Die Vereinten Nationen verabschiedeten 2006 die Behindertenrechtskonvention, deren Grundsatz eine vollständige Inklusion aller Menschen in die Gesellschaft umfasst. Die Realität sieht jedoch so aus, dass das Bewerkstelligen von Aufgaben im Alltag – ohne die Hilfe von Anderen – etwa für Blinde und Sehbeeinträchtigte in einem Umfeld, das auf die Bedürfnisse von Sehenden ausgerichtet ist, weiterhin eine Herausforderung darstellt.
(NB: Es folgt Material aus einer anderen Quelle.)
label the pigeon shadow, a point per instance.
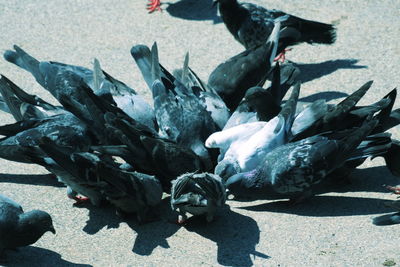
(35, 256)
(360, 180)
(154, 234)
(33, 179)
(327, 95)
(236, 236)
(100, 217)
(324, 206)
(314, 71)
(194, 10)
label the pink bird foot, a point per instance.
(281, 57)
(395, 190)
(154, 5)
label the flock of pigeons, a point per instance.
(199, 141)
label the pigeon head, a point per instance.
(40, 221)
(30, 227)
(262, 102)
(224, 2)
(226, 168)
(248, 185)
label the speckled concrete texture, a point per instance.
(331, 229)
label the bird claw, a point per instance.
(79, 200)
(282, 56)
(154, 5)
(394, 189)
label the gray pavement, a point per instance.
(331, 229)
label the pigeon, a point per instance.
(154, 5)
(22, 105)
(320, 117)
(197, 194)
(213, 102)
(291, 170)
(261, 104)
(389, 219)
(251, 25)
(232, 78)
(392, 160)
(181, 116)
(19, 228)
(138, 145)
(245, 153)
(52, 76)
(65, 129)
(94, 175)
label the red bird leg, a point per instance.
(281, 57)
(395, 190)
(73, 195)
(154, 5)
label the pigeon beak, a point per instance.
(215, 2)
(52, 230)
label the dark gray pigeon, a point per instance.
(213, 102)
(261, 104)
(23, 105)
(251, 25)
(137, 144)
(19, 228)
(99, 177)
(182, 117)
(389, 219)
(197, 194)
(65, 129)
(244, 152)
(291, 170)
(56, 78)
(232, 78)
(320, 117)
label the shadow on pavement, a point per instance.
(35, 256)
(312, 71)
(33, 179)
(236, 236)
(194, 10)
(360, 180)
Um diesen täglichen Barrieren entgegenzuwirken, entwickeln Designer Produkte und Dienstleistungen, die das Leben der entsprechenden Zielgruppe erleichtern und zu mehr Unabhängigkeit verhelfen sollen.

 

 

Die Interfacedesign-Studierenden Johannes Herseni, Cécile Zahorka und Patrick Oswald haben in Zusammenarbeit mit Microsoft Research an der Fachhochschule Potsdam die Idee zu Tracktile, einer elektronischen, faltbaren Stadtkarte für Blinde und Sehbeeinträchtigte, entwickelt. Wir haben mit ihnen über den Entstehungsprozess und das Konzept dahinter gesprochen.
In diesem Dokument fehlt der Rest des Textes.